Un verano tras otro, incauto de mí, he ido aceptando invitaciones a cursos de todo el país esperando reencontrarme con el glamur del 92. Nunca lo logré. Hasta que un día, sentado en la mesa de comedor de otro cualquiera, con un bistec delante que parecía la suela recién arrancada a la bota de un peregrino, tomé la firme decisión de no ir a ninguno más.

Ay. Lo malo de esa clase de juramentos es que nadie los esculpe en mármol. Basta que un amigo te pida que regreses, para que el furor se afloje. Las Universidades lo saben y fichan a «directores con amigos» precisamente para eso. De hecho, cuando Santiago Posteguillo –admirado y querido escritor, premio Planeta y el mayor novelista hispano del mundo romano– me pidió que acudiera al que dirige desde 2019 en la Universidad Jaime I (UJI) de Castellón, no pude decirle que no. Acabo de regresar de esa experiencia, y debo decir que ahora me alegro. Y mucho. La UJI propone una reducida oferta docente estival, la cultiva en El Palasiet, un hotel excepcional con vistas al Mediterráneo, perdido entre los pinos que separan a Benicasim de Oropesa del Mar, y su rectorado cuida hasta los menores detalles. «Magia, esoterismo y fantasía en la literatura» fue el curso (¡uno atrevido, al fin!) que la semana pasada hizo hablar al catedrático de Historia Medieval de la Universidad de Zaragoza, José Luis Corral, de historias de ovnis en la Edad Media, a la novelista Toti Martínez de Lezea de la brujería en la cultura vasca, o al propio Posteguillo de cómo lo sobrenatural es la columna básica sobre la que se levanta la tradición literaria anglosajona desde el Beowulf, los Cuentos de Canterbury o el fantasma de Hamlet. Y yo, encendido por mi recuerdo escurialense, me vine arriba y les hablé también de ovnis, pero de los que escribió Camilo José Cela en algunas de sus primeras columnas o los que disfrazó Buero Vallejo en sus obras de teatro. Incluso evoqué las «paranormalidades» que atrajeron a Valle-Inclán o Baroja en secreto, en una época en la que nuestros intelectuales se parapetaban tras una literatura más social que mágica.

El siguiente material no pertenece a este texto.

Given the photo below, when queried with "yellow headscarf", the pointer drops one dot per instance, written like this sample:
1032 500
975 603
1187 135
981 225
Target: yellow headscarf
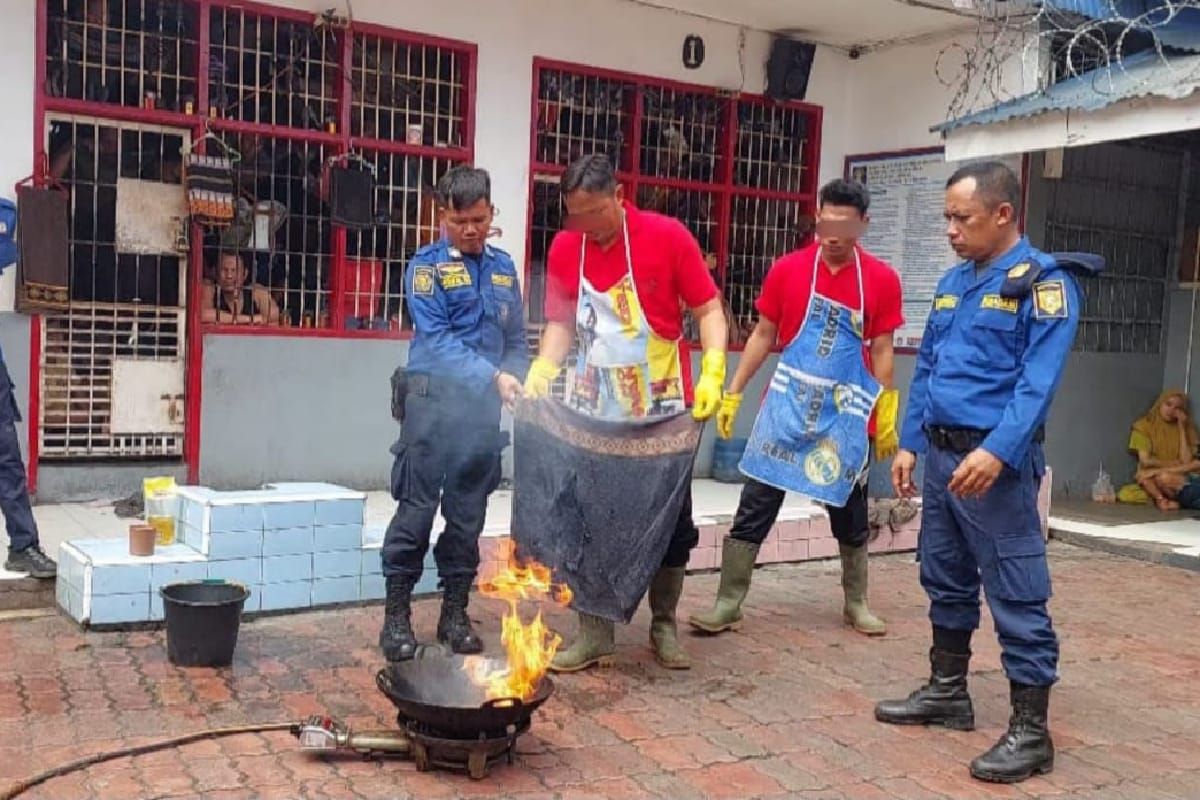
1163 437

Pero, no nos engañemos. La poderosa magia de esta Universitat d’Estiu la ha invocado la UJI al recuperar el espíritu y la ejecución de los cursos de antaño. Creí que todos habían muerto… pero estaba equivocado: siempre hay una excepción.

Y ahora, sin que sirva de excusa, me alegra haber violado mi juramento y haber aprendido esa lección.

Javier Sierra es escritor y premio Planeta de novela.